Alger 1957. Le port. Ballottés par la houle, des corps flottent. Ce sont les « crevettes-Bigeard ». Cadavres d’Algériens raflés par les parachutistes. À ces meurtres collectifs et à tant d’autres, il est encore répondu  : c’était la guerre, ses dérives, ses bavures. Inévitables. Les crimes du 3e régiment de parachutistes coloniaux (RPC) et plus largement de l’armée coloniale étaient-ils le lot commun de toute guerre ?

L’histoire du colonialisme en Algérie montre en réalité que les crimes de guerre ont été une constante de l’armée coloniale. À cet égard le RPC, responsable de la disparition de Maurice Audin, de l’exécution de Larbi Ben M’hidi, de l’assassinat d’Ali Boumendjel et de milliers de patriotes algériens, n’est-il pas le digne héritier des Colonnes infernales du général Bugeaud, adepte de «  la guerre totale jusqu’à extermination  »  ? Digne héritier aussi des Voltigeurs de la mort, dont le chef, le capitaine Montagnac, déclarait  : «  Tout doit être pris, saccagé, sans distinction d’âge ni de sexe (...). Voilà comment il faut faire la guerre aux Arabes  : tuer tous les hommes jusqu’à l’âge de quinze ans, prendre toutes les femmes et les enfants (…), les envoyer aux îles Marquises ou ailleurs. En un mot, anéantir tout ce qui ne rampera pas à nos pieds comme des chiens.  » Les politiques, à l’image de Tocqueville, théoricien adulé de la démocratie, n’étaient pas en reste  : «  Le second moyen en importance, après l’interdiction du commerce, est le ravage du pays (…), le droit de la guerre nous autorise à ravager le pays.  » Absolu d’un idéal totalitaire, la guerre de conquête coloniale a détruit les êtres, les villes, les écoles, l’agriculture, le commerce. Au final une société et un peuple asservis, décivilisés par un implacable processus de spoliation, de paupérisation, de régression socioculturelle et de terreur existentielle.
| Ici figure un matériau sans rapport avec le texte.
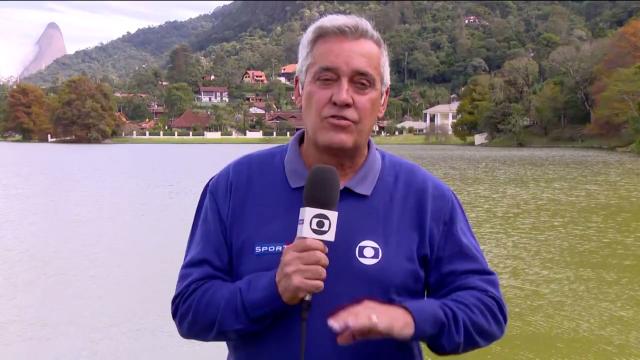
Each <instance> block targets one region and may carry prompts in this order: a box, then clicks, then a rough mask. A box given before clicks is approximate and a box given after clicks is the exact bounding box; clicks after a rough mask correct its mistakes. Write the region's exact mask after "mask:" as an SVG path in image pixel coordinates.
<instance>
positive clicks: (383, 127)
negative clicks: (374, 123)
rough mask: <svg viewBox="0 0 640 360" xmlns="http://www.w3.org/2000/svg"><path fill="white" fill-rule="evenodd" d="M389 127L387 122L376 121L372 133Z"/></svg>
mask: <svg viewBox="0 0 640 360" xmlns="http://www.w3.org/2000/svg"><path fill="white" fill-rule="evenodd" d="M387 125H389V120H378V121H376V123H375V124H373V129H372V130H373V132H374V133H377V132H378V131H383V132H384V129H385V128H386V127H387Z"/></svg>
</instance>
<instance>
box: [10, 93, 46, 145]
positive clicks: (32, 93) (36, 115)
mask: <svg viewBox="0 0 640 360" xmlns="http://www.w3.org/2000/svg"><path fill="white" fill-rule="evenodd" d="M7 102H8V114H7V126H6V130H9V131H15V132H17V133H19V134H21V135H22V138H23V139H24V140H34V139H37V140H40V141H46V140H47V134H49V133H51V130H52V126H51V122H50V121H49V113H48V109H47V99H46V97H45V95H44V92H43V91H42V90H41V89H40V88H39V87H37V86H35V85H32V84H27V83H20V84H18V85H17V86H16V87H15V88H13V89H11V90H10V91H9V97H8V99H7Z"/></svg>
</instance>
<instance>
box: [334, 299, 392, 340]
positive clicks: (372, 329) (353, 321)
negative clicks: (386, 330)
mask: <svg viewBox="0 0 640 360" xmlns="http://www.w3.org/2000/svg"><path fill="white" fill-rule="evenodd" d="M327 323H328V325H329V327H330V328H331V329H332V330H333V331H334V332H336V333H342V332H344V331H347V330H349V331H354V332H355V333H356V335H357V334H359V333H360V332H366V331H369V330H374V331H376V332H380V331H381V330H382V327H381V324H380V319H379V317H378V316H377V315H376V313H375V312H374V311H373V309H371V308H370V307H369V306H365V305H363V304H362V303H360V304H357V305H352V306H350V307H348V308H346V309H344V310H342V311H340V312H339V313H337V314H335V315H334V316H332V317H330V318H329V319H328V321H327Z"/></svg>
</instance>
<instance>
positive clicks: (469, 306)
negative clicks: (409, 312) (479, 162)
mask: <svg viewBox="0 0 640 360" xmlns="http://www.w3.org/2000/svg"><path fill="white" fill-rule="evenodd" d="M444 210H445V211H446V213H445V214H446V215H445V216H444V223H443V224H442V227H441V230H440V234H441V235H440V236H439V237H438V238H436V239H430V243H429V252H430V254H429V256H428V260H427V268H426V269H425V274H426V276H427V279H426V282H427V284H426V287H427V289H426V290H427V297H426V299H419V300H410V301H407V302H405V303H403V304H402V305H403V306H404V307H405V308H406V309H407V310H409V312H410V313H411V314H412V316H413V318H414V322H415V333H414V340H421V341H424V342H426V344H427V346H428V347H429V349H430V350H431V351H433V352H434V353H436V354H441V355H444V354H458V353H463V352H467V351H471V350H474V349H477V348H480V347H483V346H486V345H488V344H490V343H492V342H494V341H496V340H498V339H499V338H500V337H502V335H503V334H504V331H505V327H506V323H507V309H506V306H505V303H504V301H503V299H502V295H501V293H500V287H499V284H498V277H497V275H496V274H495V272H493V271H492V270H491V269H490V268H489V265H488V264H487V261H486V260H485V258H484V255H483V253H482V250H481V249H480V246H479V245H478V242H477V240H476V238H475V236H474V235H473V232H472V230H471V226H470V224H469V222H468V220H467V217H466V215H465V213H464V210H463V208H462V205H461V204H460V201H459V200H458V198H457V197H456V195H455V194H453V192H451V191H450V201H449V206H448V207H444Z"/></svg>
De 1954 à 1962, pour casser l’insurrection nationale et l’aspiration profonde des Algériens à la liberté, l’armée française n’aura aucun mal à renouer avec les violences de l’armée d’Afrique, celle-là même qui participa au meurtre de 30 000 communards à Paris, entre le 21 et le 28 mai 1871.
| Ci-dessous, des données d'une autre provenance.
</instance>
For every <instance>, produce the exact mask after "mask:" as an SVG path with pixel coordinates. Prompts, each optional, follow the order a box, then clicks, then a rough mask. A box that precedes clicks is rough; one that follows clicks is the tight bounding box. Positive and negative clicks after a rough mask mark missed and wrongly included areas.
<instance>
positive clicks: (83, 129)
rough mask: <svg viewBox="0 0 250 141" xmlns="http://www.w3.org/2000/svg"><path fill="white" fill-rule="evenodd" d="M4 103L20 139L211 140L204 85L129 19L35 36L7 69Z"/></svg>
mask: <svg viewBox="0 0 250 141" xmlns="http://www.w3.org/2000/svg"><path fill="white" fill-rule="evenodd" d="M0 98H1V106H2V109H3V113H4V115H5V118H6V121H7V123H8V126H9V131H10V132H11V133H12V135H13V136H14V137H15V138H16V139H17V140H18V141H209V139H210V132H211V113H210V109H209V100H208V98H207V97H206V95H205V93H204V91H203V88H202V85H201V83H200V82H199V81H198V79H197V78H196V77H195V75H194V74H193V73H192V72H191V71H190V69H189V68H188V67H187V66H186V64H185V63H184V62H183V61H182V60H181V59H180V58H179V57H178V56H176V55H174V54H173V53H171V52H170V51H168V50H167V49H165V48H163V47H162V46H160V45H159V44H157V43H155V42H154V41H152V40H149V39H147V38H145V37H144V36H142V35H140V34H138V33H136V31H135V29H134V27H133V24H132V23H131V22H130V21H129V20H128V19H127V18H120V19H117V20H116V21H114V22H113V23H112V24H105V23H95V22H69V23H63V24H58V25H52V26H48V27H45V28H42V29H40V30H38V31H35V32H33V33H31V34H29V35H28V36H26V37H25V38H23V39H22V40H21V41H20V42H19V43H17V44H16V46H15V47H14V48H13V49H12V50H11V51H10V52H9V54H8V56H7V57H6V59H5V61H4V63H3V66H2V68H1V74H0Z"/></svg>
Pourquoi ces violences, ces crimes de guerre  ? Pour le système colonial (que des historiens et des politiques français, toute honte bue, qualifient de «  système injuste  »), les Algériens étaient des sous-hommes. Pour maintenir leur asservissement, la puissance coloniale se dotera d’une administration militaire et civile mortifère. Celle-ci mettra en pratique les théories sur les races, nécessaire lubrifiant idéologique pour la cohésion de la colonie de peuplement.

À ce sujet, comme le notait l’historien algérien Mostefa Lacheraf, le mérite des Européens d’Algérie qui ont combattu ce système «  est énorme  ». «  Ils sont, à leur manière, des hors-la-loi, ayant opté pour la dignité humaine, contre l’aberration et le meurtre collectif.  » Ils le paieront de leur vie. Comme Maurice Audin. L’Algérien.

(1) Pierre de Castellane, officier de l’armée d’Afrique.